A building on Chapel Street.

Three earthquakes have struck in north-east Victoria, with tremors felt across the state, New South Wales, Canberra and as far as Adelaide and Launceston.

The shock happened at about 9.15am, images of destruction in Melbourne began appearing on social media. Several people shared videos and pictures from the inner suburb of Windsor, where a hamburger restaurant was smashed by the quake.

Dr Januka Attanayake, the research lead with the University of Melbourne’s Earthquake Seismology Earth Sciences unit, said preliminary estimates had the earthquake as a magnitude 5.8 to 6.0.

He told the Guardian, “If these preliminary estimates are correct, it is probably the largest earthquake we have felt around Melbourne in the last 175 to 200 years,” Attanayake said. “If it’s a magnitude 6.0, it’s the first in hundreds of years. This is the first earthquake of this magnitude I have seen here during my lifetime, and it has probably not been seen during the lifetime of several generations.”

“We record about 400 earthquakes less than magnitude 2.5 every year,” he said. “So earthquakes are not an exception.”

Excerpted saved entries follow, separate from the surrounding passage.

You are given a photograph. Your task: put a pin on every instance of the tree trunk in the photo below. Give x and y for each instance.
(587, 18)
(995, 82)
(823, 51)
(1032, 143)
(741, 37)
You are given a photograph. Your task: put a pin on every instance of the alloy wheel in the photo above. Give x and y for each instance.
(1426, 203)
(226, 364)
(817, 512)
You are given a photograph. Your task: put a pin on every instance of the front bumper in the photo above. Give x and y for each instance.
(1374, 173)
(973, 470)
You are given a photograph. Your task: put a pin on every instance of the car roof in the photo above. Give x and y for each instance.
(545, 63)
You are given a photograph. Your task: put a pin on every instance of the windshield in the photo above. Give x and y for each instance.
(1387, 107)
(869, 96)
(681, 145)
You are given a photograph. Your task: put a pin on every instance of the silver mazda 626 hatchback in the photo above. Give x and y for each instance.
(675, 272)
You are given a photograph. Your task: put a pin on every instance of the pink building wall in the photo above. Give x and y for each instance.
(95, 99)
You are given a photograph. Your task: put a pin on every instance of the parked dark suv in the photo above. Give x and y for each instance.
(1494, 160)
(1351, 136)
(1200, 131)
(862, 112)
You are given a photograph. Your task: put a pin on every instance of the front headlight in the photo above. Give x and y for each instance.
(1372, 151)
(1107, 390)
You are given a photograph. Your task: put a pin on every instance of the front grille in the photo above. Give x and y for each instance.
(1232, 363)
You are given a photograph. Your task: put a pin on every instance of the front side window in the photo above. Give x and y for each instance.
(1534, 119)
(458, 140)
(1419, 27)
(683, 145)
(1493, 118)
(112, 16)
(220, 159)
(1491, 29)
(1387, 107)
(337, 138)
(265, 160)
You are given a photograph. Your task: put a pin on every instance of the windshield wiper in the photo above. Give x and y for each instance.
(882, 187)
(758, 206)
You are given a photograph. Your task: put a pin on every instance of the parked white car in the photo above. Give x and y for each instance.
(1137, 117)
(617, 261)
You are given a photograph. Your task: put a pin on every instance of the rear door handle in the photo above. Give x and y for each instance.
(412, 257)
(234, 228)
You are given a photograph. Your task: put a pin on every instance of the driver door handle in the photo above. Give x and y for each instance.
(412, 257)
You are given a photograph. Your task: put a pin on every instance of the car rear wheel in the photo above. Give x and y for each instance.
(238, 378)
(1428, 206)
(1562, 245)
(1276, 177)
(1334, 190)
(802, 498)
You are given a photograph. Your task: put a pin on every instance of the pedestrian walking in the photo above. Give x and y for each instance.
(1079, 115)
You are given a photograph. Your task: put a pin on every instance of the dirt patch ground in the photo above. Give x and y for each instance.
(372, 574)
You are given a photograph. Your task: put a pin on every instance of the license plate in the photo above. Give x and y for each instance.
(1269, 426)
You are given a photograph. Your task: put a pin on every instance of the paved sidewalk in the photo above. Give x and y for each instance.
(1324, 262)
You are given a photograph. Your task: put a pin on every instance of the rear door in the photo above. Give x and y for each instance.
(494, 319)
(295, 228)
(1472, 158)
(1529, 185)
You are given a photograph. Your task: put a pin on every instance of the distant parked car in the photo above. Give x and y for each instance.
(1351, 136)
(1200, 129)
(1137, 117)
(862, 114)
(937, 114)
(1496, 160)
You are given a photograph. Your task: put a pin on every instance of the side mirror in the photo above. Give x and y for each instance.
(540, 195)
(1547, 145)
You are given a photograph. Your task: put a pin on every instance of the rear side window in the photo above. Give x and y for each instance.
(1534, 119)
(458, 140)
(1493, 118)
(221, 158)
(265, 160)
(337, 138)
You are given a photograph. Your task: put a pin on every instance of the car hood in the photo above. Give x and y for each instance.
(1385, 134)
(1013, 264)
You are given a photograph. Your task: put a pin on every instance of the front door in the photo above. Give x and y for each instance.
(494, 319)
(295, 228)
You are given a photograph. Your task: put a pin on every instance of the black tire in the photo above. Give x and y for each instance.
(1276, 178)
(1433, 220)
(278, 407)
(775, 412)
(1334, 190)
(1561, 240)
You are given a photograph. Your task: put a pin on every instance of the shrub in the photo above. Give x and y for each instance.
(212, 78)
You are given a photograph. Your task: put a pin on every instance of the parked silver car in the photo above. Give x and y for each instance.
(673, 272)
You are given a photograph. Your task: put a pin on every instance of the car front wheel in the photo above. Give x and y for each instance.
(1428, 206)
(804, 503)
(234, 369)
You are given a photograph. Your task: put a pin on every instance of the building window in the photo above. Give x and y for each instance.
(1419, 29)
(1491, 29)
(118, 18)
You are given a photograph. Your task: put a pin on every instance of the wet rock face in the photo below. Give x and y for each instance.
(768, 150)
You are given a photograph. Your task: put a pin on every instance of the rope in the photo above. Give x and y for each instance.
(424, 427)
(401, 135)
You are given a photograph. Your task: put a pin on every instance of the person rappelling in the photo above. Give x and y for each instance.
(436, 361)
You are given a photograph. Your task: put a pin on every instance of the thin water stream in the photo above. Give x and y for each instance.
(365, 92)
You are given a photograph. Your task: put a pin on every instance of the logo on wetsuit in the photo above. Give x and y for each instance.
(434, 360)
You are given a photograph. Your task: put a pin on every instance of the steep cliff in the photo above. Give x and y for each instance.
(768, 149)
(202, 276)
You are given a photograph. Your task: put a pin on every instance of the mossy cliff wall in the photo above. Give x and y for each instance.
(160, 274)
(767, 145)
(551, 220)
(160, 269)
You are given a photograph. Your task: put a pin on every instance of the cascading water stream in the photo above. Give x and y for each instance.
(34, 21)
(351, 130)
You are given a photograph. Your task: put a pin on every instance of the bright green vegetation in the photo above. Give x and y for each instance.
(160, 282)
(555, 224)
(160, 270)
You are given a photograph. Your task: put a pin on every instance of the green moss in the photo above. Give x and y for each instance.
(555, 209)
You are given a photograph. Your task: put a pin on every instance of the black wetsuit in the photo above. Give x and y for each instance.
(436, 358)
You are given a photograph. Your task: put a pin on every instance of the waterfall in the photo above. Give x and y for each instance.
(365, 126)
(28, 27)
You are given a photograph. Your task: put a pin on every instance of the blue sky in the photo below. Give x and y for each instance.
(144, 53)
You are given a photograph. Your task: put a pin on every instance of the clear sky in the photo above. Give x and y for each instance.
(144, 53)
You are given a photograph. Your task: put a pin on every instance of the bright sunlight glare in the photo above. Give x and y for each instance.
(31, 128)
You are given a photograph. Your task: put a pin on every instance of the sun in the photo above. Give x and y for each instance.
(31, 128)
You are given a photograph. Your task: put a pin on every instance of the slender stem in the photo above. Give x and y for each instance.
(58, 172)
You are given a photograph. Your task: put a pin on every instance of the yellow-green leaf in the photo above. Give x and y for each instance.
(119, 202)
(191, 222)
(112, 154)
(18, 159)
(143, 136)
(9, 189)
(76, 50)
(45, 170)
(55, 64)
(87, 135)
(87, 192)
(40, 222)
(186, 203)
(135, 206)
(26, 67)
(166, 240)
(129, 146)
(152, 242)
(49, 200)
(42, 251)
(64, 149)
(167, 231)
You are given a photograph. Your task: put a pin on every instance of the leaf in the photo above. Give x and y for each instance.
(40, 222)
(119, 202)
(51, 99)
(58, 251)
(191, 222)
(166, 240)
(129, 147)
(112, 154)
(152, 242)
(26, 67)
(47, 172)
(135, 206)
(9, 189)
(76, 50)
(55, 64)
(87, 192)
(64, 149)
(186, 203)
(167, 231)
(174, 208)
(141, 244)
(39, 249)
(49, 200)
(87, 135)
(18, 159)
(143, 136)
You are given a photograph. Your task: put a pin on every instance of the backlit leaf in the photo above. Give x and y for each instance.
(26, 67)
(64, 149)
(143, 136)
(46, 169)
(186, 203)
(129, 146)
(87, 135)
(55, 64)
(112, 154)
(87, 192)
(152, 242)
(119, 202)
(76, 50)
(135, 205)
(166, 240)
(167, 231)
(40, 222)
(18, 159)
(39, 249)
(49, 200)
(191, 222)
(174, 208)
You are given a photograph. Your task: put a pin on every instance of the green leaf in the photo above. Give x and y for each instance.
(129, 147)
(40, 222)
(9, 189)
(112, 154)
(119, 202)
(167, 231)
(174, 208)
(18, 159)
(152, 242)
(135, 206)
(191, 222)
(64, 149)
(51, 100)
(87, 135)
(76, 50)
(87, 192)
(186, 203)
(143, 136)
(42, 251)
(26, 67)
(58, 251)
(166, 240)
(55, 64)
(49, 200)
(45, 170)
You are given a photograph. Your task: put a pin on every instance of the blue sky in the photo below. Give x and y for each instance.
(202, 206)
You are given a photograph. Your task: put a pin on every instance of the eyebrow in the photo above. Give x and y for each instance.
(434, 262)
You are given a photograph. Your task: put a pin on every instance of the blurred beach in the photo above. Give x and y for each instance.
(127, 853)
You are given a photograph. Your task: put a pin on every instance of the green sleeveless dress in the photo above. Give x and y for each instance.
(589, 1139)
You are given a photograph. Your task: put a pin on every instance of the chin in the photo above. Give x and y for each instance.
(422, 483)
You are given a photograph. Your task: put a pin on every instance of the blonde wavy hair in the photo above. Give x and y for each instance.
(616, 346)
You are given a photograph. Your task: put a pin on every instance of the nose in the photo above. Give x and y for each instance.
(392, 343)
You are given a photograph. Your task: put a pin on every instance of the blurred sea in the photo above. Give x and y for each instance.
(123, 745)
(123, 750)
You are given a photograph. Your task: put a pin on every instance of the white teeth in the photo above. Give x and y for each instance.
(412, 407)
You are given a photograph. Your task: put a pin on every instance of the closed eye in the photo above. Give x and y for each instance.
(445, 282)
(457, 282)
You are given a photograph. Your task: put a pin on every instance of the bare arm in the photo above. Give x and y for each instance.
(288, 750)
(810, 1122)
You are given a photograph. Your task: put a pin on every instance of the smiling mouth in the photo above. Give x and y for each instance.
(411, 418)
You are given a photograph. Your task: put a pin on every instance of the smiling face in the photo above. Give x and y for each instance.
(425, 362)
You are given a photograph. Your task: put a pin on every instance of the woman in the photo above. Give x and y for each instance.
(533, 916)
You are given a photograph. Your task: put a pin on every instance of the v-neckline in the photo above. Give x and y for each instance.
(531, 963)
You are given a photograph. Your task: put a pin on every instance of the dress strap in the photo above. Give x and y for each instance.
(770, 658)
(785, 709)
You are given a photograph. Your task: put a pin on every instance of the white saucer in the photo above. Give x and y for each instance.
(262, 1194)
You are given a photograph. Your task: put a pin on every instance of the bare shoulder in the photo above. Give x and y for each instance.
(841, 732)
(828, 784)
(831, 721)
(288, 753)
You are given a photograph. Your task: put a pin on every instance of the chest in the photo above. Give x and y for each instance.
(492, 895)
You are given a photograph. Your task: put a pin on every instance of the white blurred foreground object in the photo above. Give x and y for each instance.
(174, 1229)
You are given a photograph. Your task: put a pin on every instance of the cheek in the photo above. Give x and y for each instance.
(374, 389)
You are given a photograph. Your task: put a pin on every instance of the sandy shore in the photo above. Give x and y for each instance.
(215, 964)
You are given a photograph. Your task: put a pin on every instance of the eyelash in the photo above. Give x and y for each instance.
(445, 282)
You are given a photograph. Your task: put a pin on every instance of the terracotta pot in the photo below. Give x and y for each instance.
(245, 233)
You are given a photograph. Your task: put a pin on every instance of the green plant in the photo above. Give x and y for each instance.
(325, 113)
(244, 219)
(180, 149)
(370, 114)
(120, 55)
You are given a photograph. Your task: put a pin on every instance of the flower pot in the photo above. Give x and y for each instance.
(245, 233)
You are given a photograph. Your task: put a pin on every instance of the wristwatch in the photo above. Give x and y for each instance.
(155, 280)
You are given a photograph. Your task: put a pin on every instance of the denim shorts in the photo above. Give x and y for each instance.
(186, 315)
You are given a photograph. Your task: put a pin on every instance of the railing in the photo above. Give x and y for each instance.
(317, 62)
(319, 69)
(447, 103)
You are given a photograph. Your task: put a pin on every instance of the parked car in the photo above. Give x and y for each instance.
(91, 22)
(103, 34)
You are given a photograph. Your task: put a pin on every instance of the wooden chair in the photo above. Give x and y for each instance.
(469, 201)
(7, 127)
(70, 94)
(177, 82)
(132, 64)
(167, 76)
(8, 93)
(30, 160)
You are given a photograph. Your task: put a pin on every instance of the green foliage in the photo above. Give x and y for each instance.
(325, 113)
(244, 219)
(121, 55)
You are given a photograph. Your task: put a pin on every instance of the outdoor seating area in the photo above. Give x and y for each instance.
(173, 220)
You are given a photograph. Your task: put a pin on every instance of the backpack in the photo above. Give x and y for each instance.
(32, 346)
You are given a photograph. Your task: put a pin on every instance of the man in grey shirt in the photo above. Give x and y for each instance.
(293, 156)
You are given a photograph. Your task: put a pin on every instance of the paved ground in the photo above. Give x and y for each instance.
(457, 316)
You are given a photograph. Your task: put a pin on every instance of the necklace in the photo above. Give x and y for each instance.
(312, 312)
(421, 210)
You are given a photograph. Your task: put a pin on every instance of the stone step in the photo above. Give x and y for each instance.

Usually, Attanayake and his team would put out more seismometers in the aftermath to try and detect aftershocks, which can last for months, but due to Covid-19 travel and work restrictions this was not possible, he said. Two significant aftershocks of 2.5 and 3.0 have already been detected by existing seismometers.

“It’s important work because if we can detect aftershocks we can detect the fault area that ruptured,” he said. “We need to know this information for proper future hazard analysis. It helps us detect expected ground motions of earthquakes going forward. This is essential information for engineers building city structures in future, as we can for example say how much ground motion can be expected at a given location over the next 50 years.”